Even Hollywood has tackled the topic.
In the movie promised land, Matt Damon plays a salesman for a natural gas company, hoping to use the process to extract natural gas from deep underneath a small town.
Fracking involves blasting water, sand and chemicals into deep rock formations to release oil or natural gas.
It's getting a lot of attention as drilling companies look to expand production from one of the country's largest shale oil formations.
"It’s a pretty safe process. It's pretty well understood. It's becoming much more effective now at extracting oil and gas from rock strata and reservoirs that previously couldn't be extracted," explained Bruce Allen, physicist and co-founder of Stop Oil Seeps.
Environmental advocates say there's not enough information on fracking's long-term consequences.
"First and foremost, nobody knows what chemicals are being used and nobody knows where the fracking is being conducted in the state, so essentially its being done with blinders on," said Brian Segee, a staff attorney with the Environmental Defense Center.
Allen argued, "Fracking has been around since 1945, and over 1 million wells have been fracked in the U.S. According to the E.P.A., there have been no confirmed ground water contamination issues."

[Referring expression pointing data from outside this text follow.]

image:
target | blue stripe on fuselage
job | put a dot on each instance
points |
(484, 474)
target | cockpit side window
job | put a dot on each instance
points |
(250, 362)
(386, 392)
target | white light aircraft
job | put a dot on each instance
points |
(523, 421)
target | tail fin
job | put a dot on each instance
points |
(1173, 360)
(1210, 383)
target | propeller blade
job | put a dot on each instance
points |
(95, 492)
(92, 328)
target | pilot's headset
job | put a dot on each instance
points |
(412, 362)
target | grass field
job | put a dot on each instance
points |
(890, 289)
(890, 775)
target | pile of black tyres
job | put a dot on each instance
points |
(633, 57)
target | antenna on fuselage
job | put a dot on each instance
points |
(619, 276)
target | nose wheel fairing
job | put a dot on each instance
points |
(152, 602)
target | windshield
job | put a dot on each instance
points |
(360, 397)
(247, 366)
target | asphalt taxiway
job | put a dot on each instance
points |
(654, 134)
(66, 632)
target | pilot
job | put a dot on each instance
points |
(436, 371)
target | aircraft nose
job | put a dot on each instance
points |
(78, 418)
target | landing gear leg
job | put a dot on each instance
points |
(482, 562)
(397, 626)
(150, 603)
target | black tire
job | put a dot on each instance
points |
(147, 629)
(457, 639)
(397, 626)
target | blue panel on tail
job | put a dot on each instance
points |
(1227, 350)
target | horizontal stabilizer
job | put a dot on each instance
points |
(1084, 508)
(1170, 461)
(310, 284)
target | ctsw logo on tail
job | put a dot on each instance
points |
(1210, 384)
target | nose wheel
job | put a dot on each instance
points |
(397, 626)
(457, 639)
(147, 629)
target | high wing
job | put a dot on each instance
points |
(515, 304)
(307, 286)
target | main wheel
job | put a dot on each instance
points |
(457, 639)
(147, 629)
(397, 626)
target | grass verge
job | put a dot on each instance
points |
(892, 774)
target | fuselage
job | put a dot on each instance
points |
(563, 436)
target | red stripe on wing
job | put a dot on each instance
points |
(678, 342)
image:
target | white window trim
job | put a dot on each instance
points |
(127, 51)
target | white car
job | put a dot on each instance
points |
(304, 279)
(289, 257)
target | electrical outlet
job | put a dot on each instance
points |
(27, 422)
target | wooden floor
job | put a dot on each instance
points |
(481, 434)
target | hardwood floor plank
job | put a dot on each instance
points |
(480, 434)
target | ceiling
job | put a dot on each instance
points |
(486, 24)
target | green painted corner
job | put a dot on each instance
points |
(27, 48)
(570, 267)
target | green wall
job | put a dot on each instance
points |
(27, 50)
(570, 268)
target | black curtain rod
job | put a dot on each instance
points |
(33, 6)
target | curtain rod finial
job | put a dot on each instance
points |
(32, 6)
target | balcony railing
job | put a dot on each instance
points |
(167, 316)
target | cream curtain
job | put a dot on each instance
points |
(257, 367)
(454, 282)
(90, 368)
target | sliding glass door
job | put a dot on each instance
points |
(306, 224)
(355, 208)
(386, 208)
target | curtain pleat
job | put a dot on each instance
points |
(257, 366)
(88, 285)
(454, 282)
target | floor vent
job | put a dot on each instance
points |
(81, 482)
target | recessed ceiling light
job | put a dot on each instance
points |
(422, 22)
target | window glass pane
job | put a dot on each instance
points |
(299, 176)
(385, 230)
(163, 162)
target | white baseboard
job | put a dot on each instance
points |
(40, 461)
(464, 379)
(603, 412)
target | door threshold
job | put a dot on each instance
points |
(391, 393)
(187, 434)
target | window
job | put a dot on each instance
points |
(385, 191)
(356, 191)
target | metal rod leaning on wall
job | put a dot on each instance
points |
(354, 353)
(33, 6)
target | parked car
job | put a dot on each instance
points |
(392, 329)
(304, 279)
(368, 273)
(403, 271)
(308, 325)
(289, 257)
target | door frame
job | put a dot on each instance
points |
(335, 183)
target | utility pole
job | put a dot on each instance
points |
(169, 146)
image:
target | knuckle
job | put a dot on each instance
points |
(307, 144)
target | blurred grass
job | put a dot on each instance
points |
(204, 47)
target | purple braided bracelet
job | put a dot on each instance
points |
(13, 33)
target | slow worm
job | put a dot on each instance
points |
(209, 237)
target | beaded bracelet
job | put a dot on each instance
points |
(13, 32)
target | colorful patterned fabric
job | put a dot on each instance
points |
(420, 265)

About two years ago, Santa Barbara County Supervisors unanimously voted to regulate fracking within the county, after a company used the technique in Los Alamos.
"They said 'if fracking is done in our area, we want to know before hand, and we want environmental analysis done.' Santa Barbara County is a leader in that respect. The county has stepped in where the state and federal government have not," said Segee.
California lawmakers are considering temporarily banning the process while studies are done on its effects.
Bills to halt the fracking pending a review of environmental and health impacts have passed their first legislative hurdle.
The Assembly Natural Resources Committee advanced three measures Monday that would prohibit fracking temporarily. The drilling technique involves blasting water, sand and chemicals into deep rock formations to release oil or natural gas.
The bills call for an advisory committee to review health impacts and for lawmakers to approve rules for how fracking can occur.
Environmental advocates say there's too little information on the long-term consequences of hydraulic fracturing. Industry officials cite decades of using the technique in California and elsewhere without any contamination incidents.
"I think putting a moratorium on now is counter-productive, and unnecessary. I think it needs to be carefully regulated and monitored, but I don't think its preventing undue risk," said Allen.
"Rather than have the fracking rush happen, and then find out the problem later, there's a reason to pause, and it’s just a pause, now to get a sense of the impacts," argued Segee.
The measures - AB649, AB1301 and AB1323 - cleared the committee on identical votes of 5-3. Republicans opposed the bills.
State environmental regulators are working on new rules, but they aren't expected to be made final until next year.